Hal ini terjadi tak lepas dari sistem kehidupan yang diterapkan kini. Status guru dianggap seperti pekerja pada umumnya yang digaji sebatas jerih payahnya. Hanya dianggap sebagai salah satu faktor produksi dalam rantai produksi suatu barang. Tidak ada bentuk penghormatan serta nilai lebih atas jasanya dibanding profesi lainnya.

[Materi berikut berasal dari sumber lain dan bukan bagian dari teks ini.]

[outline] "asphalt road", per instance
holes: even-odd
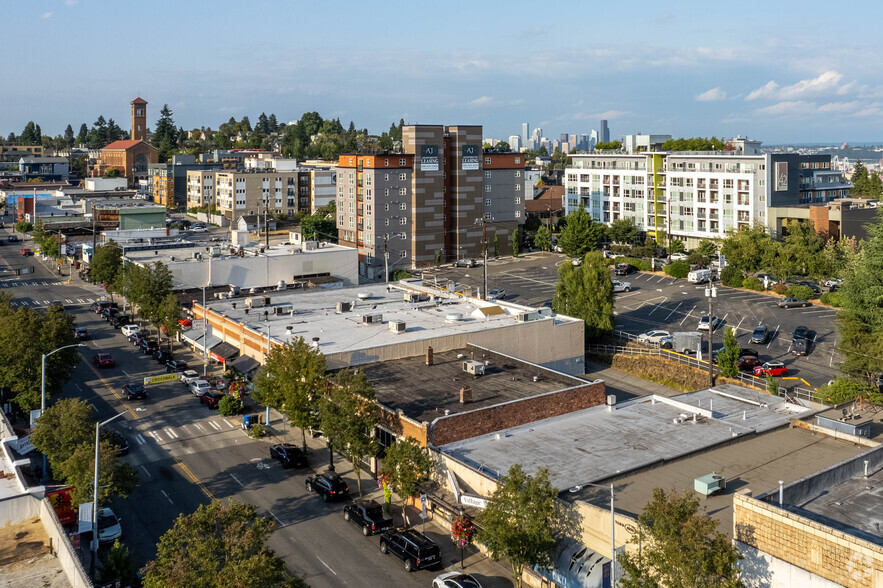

Selain itu kesejahteraan guru tentunya berkaitan dengan kualitas pendidikan. Sedangkan kualitas pendidikan pun dipengaruhi oleh banyak faktor lainnya. Selain kurikulum pendidikan yang diterapkan oleh negara, penyediaan infrastruktur pendidikan, kualitas guru yang mengajar. Semuanya saling terkait, termasuk peran negara sebagai pengurus rakyat.
Sistem hari ini hanya menjadikan negara sebatas regulator dan fasilitator. Begitu pun dalam sistem ekonomi, kebijakan SDA dibawah pengelolaan dan dikuasai asing. Hal ini menjadi bukti nyata ketidakmampuan negara sebagai pengurus rakyat. Liberalisasi perdagangan yang begitu nyata, kapitalisasi layanan pendidikan dan kesehatan jadi bukti ketidakberdayaan negara. Jika solusi bagi kesejahteraan guru hanya sebatas kenaikan tunjangan maka yang terjadi hanya sekadar ilusi kesejahteraan guru dalam sistem sekuler.
Kesejahteraan Guru dalam Pengayoman Islam
Profesi guru dalam Islam bukan sekadar pekerja yang digaji atas jerih payahnya semata. Melainkan sebuah profesi bergengsi yang memiliki peran penting dan strategis mencetak generasi berkualitas. Melalui tangan seorang guru mampu membangun generasi bangsa dan menjaga peradaban. Allah telah melebihkan kedudukan orang yang berilmu, begitu pula bagi para pemberi ilmu. Maka penghormatan kepada guru begitu besarnya, bukan hanya sekadar diberi gaji yang tinggi namun juga sikap dan perlakuan terhadap guru sangat spesial. Jadi bukan hanya sekadar sejahtera yang dijamin Islam bagi para guru melainkan juga penghormatan sebagai manusia yang diberi posisi tinggi dihadapan Allah Swt.
Gambaran kehidupan guru tidak mungkin dapat terpenuhi tanpa adanya pengelolaan negara sesuai syariat sebagaimana dulu yang dilakukan oleh kaum muslim. Tanpa disatukan oleh satu kepemimpinan pemerintahan, penerapan Islam tidaklah bisa sempurna dan paripurna dilaksanakan. Maka penting adanya penguasa yang hanif dan amanah mau menerapkan Islam kaffah. Jika itu semua mampu dilaksanakan bukan hanya para guru yang mendapat dampak kesejahteraannya melainkan masyarakat secara umum pun termasuk didalamnya.
Penguasa dalam Islam memiliki kewajiban mengurus rakyatnya. Secara otomatis ia harus memiliki kepribadian Islam yang mumpuni dalam mengelola negara. Diantaranya memiliki kepribadian sebagai penguasa sesuai standar Islam yakni sebagai akhliyah hukam (penguasa) dan nafsiah hakim (pemutus perkara). Semoga tidak lama lagi akan muncul pemimpin yang memiliki karakteristik tersebut dan mau menerapkan Islam kaffah menyatukan kaum muslim di berbagai penjuru dunia.
Allah berfirman dalam surat Al-A'raf 7: 96. "Dan sekiranya penduduk negeri beriman dan bertakwa, pasti Kami akan melimpahkan kepada mereka berkah dari langit dan bumi, tetapi ternyata mereka mendustakan (ayat-ayat Kami), maka Kami siksa mereka sesuai dengan apa yang telah mereka kerjakan."